Numa primeira fase elas testariam o mercado doméstico com novos produtos (importados). Na medida
em que a resposta se revelasse favorável, elas passariam para uma segunda fase, de investimentos. O
passo seguinte, presumivelmente, seria o avanço das exportações.
A mensagem principal era que estavam sendo montados círculos virtuosos do crescimento; o recado
menos importante, mas politicamente muito oportuno para o governo, era que o êxito requeria algum
tempo -o que os críticos do processo não percebiam.
O texto (que estou citando de memória) era sem dúvida estimulante e provocativo, e sua evocação hoje
pode ser em mais de um sentido útil. Primeiramente, por fornecer um roteiro para indagações sobre o que,
afinal, não deu certo. Além disso, para dar moldura a uma importante (nova) questão: a indústria parece
estar finalmente ingressando numa fase em que as exportações tendem a se expandir. É bem verdade que,
dada a prostração da economia mundial, a ampliação do volume exportado requer preços predatórios e
não poderá se traduzir, a curto prazo, num elevado ritmo de crescimento dos valores exportados. Ainda
assim, por caminhos bastante imprevistos (e nada amenos), estamos chegando à terceira etapa. Faço no
que segue algumas observações a esse respeito.

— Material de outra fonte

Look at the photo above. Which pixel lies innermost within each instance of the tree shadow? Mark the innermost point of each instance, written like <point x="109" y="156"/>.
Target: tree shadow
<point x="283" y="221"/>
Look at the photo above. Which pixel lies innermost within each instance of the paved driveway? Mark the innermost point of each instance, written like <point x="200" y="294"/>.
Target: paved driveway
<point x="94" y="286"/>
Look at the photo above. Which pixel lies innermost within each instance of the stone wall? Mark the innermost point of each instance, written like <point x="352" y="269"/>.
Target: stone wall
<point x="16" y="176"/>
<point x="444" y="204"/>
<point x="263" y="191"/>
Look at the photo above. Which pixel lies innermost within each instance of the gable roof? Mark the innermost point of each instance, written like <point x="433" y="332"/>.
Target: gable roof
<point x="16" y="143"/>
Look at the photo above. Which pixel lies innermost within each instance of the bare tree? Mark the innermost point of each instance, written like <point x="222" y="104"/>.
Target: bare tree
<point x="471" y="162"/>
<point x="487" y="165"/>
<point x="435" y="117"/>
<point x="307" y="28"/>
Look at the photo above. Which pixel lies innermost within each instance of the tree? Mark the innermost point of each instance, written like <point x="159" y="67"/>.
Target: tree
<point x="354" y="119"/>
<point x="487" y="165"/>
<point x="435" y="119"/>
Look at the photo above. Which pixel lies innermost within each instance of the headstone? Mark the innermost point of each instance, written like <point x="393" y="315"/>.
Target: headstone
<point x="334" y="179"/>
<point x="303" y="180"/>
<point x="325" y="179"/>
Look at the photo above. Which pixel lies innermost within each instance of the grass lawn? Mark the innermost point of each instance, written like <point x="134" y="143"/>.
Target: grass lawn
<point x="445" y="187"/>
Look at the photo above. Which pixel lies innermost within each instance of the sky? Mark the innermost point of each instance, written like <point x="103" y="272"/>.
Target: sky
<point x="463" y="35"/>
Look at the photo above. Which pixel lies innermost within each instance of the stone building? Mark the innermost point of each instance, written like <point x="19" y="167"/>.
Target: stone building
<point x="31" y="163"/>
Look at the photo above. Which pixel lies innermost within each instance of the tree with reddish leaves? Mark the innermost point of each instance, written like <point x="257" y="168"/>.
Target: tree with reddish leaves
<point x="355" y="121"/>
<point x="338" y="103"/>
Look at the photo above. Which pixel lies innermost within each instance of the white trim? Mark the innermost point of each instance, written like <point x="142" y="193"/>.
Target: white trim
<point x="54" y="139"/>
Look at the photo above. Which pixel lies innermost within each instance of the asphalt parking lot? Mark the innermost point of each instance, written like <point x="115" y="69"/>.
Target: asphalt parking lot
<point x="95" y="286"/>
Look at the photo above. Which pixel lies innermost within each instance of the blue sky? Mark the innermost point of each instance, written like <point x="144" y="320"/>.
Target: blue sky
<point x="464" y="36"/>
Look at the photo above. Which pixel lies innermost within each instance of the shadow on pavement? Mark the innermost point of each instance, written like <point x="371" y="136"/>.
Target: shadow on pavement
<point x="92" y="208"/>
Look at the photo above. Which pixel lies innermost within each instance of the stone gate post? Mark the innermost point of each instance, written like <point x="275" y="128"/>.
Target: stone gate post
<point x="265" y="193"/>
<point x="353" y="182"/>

Na forma em que foi enunciado, o modelo só se aplicaria, na melhor das hipóteses, a multinacionais -que
possuíam em carteira numerosos produtos ainda não testados no mercado brasileiro. Ainda nesse caso,
contudo, a transição para fase exportadora era uma hipótese altamente duvidosa. Lembro-me de que se
dizia à época, a esse respeito, que tornar-se competitivo no mercado doméstico levava, naturalmente
(numa economia aberta), a exportar. A presunção era enganosa.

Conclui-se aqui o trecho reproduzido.